Divide the flat breads
Lightly flour dust a surface and tip the dough on to it. Using scales and a metal dough scraper, divide into 100g pieces, flatten and give them a little stretch to make a pita style shape before laying them out on the bench to rest.
Bench rest time!!
Leave them on the table for 10-15 minutes to relax the gluten. Lightly dust a wooden board or baking tray.
Stretch and tray up
Stretch the pieces again out as you place them on your board. Stretch them as far as they'll go without taring. Proof for 1 hour, preheating the oven with a baking stone to 230C (450F).
Proof the flat breads
Proof for 1 hour, preheating the oven with a baking stone to 230C (450F).

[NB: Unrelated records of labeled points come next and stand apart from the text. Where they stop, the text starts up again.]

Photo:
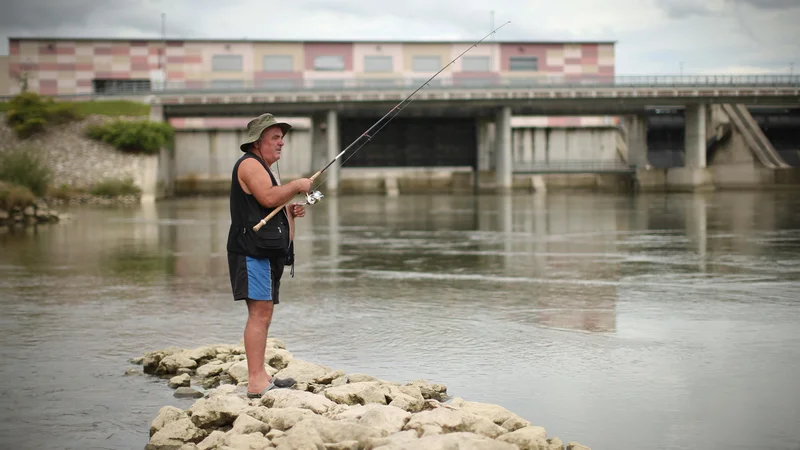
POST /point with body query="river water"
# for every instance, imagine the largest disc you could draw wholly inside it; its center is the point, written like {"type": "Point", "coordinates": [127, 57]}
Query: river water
{"type": "Point", "coordinates": [664, 321]}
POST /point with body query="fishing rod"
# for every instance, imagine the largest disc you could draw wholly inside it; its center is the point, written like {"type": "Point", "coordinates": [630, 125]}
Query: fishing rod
{"type": "Point", "coordinates": [315, 196]}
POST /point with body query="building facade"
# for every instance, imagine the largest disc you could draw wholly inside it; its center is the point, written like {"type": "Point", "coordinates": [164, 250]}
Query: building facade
{"type": "Point", "coordinates": [53, 66]}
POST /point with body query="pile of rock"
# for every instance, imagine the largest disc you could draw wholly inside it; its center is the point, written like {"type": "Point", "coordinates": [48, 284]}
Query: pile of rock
{"type": "Point", "coordinates": [31, 215]}
{"type": "Point", "coordinates": [327, 409]}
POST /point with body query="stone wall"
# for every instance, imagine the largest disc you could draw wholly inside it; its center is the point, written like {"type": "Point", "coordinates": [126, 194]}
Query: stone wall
{"type": "Point", "coordinates": [77, 161]}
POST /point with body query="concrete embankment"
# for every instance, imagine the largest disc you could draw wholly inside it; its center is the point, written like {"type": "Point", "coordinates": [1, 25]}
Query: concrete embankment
{"type": "Point", "coordinates": [326, 409]}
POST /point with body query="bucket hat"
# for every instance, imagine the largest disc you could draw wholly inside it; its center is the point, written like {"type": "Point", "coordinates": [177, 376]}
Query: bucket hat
{"type": "Point", "coordinates": [257, 126]}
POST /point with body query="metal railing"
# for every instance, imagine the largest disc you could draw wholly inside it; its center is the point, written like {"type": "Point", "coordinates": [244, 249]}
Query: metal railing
{"type": "Point", "coordinates": [569, 166]}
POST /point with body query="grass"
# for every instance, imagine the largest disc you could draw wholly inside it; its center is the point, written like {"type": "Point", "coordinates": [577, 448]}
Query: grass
{"type": "Point", "coordinates": [112, 108]}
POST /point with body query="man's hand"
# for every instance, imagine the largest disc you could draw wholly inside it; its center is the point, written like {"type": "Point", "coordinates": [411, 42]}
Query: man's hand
{"type": "Point", "coordinates": [302, 184]}
{"type": "Point", "coordinates": [297, 210]}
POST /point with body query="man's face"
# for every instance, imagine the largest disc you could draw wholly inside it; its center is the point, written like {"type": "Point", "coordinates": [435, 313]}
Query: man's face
{"type": "Point", "coordinates": [270, 143]}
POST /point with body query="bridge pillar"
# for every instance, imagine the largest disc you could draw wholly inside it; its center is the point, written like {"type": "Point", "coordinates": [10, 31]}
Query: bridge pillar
{"type": "Point", "coordinates": [332, 128]}
{"type": "Point", "coordinates": [637, 141]}
{"type": "Point", "coordinates": [503, 154]}
{"type": "Point", "coordinates": [695, 136]}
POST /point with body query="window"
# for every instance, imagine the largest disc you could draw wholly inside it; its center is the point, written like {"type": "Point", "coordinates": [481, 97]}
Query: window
{"type": "Point", "coordinates": [426, 63]}
{"type": "Point", "coordinates": [278, 63]}
{"type": "Point", "coordinates": [226, 63]}
{"type": "Point", "coordinates": [377, 64]}
{"type": "Point", "coordinates": [377, 83]}
{"type": "Point", "coordinates": [101, 86]}
{"type": "Point", "coordinates": [328, 84]}
{"type": "Point", "coordinates": [523, 63]}
{"type": "Point", "coordinates": [279, 84]}
{"type": "Point", "coordinates": [329, 63]}
{"type": "Point", "coordinates": [476, 64]}
{"type": "Point", "coordinates": [227, 84]}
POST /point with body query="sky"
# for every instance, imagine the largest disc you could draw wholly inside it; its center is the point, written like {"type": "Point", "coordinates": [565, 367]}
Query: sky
{"type": "Point", "coordinates": [652, 36]}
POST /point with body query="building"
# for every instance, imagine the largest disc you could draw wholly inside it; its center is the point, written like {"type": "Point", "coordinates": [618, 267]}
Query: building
{"type": "Point", "coordinates": [53, 66]}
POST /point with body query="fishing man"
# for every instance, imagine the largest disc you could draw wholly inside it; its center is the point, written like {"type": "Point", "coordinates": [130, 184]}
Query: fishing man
{"type": "Point", "coordinates": [256, 259]}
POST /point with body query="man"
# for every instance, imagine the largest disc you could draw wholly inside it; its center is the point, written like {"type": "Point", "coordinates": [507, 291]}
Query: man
{"type": "Point", "coordinates": [256, 259]}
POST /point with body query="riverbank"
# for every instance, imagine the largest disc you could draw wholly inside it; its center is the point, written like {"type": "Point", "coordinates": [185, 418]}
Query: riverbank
{"type": "Point", "coordinates": [327, 408]}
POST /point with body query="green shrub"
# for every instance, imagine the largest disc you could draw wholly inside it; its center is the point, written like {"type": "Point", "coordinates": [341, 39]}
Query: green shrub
{"type": "Point", "coordinates": [23, 167]}
{"type": "Point", "coordinates": [14, 196]}
{"type": "Point", "coordinates": [115, 188]}
{"type": "Point", "coordinates": [138, 136]}
{"type": "Point", "coordinates": [29, 114]}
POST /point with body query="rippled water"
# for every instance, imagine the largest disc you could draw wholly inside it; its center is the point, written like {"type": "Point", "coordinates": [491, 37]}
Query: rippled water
{"type": "Point", "coordinates": [625, 322]}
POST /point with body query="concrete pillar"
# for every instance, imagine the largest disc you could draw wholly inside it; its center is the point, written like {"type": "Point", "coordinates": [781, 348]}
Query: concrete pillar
{"type": "Point", "coordinates": [637, 141]}
{"type": "Point", "coordinates": [332, 128]}
{"type": "Point", "coordinates": [503, 154]}
{"type": "Point", "coordinates": [527, 145]}
{"type": "Point", "coordinates": [540, 145]}
{"type": "Point", "coordinates": [695, 140]}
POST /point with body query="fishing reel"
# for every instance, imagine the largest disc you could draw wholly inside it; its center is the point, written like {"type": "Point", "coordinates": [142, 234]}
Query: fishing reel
{"type": "Point", "coordinates": [313, 197]}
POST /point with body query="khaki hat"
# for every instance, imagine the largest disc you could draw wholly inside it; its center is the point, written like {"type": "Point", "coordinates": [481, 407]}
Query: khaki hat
{"type": "Point", "coordinates": [257, 126]}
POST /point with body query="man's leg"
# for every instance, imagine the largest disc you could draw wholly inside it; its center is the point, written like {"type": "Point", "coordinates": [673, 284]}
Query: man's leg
{"type": "Point", "coordinates": [259, 317]}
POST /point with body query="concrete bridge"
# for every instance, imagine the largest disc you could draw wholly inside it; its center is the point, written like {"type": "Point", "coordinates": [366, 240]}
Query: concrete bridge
{"type": "Point", "coordinates": [710, 105]}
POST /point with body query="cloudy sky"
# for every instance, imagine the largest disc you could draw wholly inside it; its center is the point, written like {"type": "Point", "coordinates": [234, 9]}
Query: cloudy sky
{"type": "Point", "coordinates": [652, 36]}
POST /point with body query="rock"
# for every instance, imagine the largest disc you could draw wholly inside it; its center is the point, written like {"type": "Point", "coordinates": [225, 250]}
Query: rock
{"type": "Point", "coordinates": [408, 398]}
{"type": "Point", "coordinates": [528, 438]}
{"type": "Point", "coordinates": [278, 358]}
{"type": "Point", "coordinates": [202, 353]}
{"type": "Point", "coordinates": [329, 377]}
{"type": "Point", "coordinates": [302, 371]}
{"type": "Point", "coordinates": [389, 418]}
{"type": "Point", "coordinates": [495, 413]}
{"type": "Point", "coordinates": [318, 431]}
{"type": "Point", "coordinates": [174, 435]}
{"type": "Point", "coordinates": [430, 391]}
{"type": "Point", "coordinates": [217, 411]}
{"type": "Point", "coordinates": [458, 440]}
{"type": "Point", "coordinates": [356, 393]}
{"type": "Point", "coordinates": [212, 441]}
{"type": "Point", "coordinates": [187, 392]}
{"type": "Point", "coordinates": [280, 419]}
{"type": "Point", "coordinates": [290, 398]}
{"type": "Point", "coordinates": [179, 381]}
{"type": "Point", "coordinates": [360, 378]}
{"type": "Point", "coordinates": [446, 420]}
{"type": "Point", "coordinates": [210, 369]}
{"type": "Point", "coordinates": [166, 415]}
{"type": "Point", "coordinates": [239, 373]}
{"type": "Point", "coordinates": [151, 360]}
{"type": "Point", "coordinates": [252, 441]}
{"type": "Point", "coordinates": [245, 424]}
{"type": "Point", "coordinates": [171, 363]}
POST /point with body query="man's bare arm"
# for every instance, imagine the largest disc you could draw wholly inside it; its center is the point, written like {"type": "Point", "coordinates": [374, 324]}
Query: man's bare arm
{"type": "Point", "coordinates": [255, 180]}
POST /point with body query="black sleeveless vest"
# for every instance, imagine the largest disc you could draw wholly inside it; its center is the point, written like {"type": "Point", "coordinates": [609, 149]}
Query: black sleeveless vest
{"type": "Point", "coordinates": [272, 240]}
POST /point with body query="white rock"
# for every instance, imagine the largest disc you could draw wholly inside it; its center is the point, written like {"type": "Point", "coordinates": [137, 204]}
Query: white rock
{"type": "Point", "coordinates": [528, 438]}
{"type": "Point", "coordinates": [174, 435]}
{"type": "Point", "coordinates": [166, 415]}
{"type": "Point", "coordinates": [446, 420]}
{"type": "Point", "coordinates": [302, 371]}
{"type": "Point", "coordinates": [217, 411]}
{"type": "Point", "coordinates": [290, 398]}
{"type": "Point", "coordinates": [356, 393]}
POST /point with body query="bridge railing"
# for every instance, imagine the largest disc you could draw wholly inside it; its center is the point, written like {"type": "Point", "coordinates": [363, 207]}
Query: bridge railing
{"type": "Point", "coordinates": [450, 83]}
{"type": "Point", "coordinates": [572, 166]}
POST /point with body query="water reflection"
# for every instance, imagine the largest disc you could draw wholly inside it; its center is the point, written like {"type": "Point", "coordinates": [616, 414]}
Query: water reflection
{"type": "Point", "coordinates": [674, 303]}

Check the pieces are still loose on the tray by pushing the dough scraper underneath the dough. Drop the tray into the oven, adding a little bit of steam. Drop the oven temperature to 220C (430F) and bake for 5-7 minutes until the tops get some colour. You may wish to experiment using the top and bottom heat setting or just the bottom heat setting on your oven to get the right colour in the right amount of time.
Remove from the oven
Once the colour is achieved, remove from the oven using a peel and allow to cool for 20-30 minutes before eating.
Using dried yeast
If using instant yeast, divide the amount of fresh yeast used by 3 and follow the same method as fresh yeast.
Active dried yeast needs to be activated before use. In this case, warm 20 grams of water to 35C (95F) - no higher! Add the yeast with half a teaspoon of sugar, whisk and leave to stand for ten minutes before adding to the dough. Remove 20 grams of water from the recipe.
Top tips for the best Tuscan saltless flatbread
These flatbreads go fantastically well with salty foods and salads such as cheese, olives and cured meats,
Every baker should try this recipe to see the different the missing salt makes to bread. It feels and looks different, but surprisingly these flat breads are really nice to eat!
The reason for saltless bread in Tuscany was due to the government having to heavily tax salt in the region. Bakers decided to work without salt to reduce costs and feed the nation. Now the tax isn't around but some of the breads the region inspired, still remain.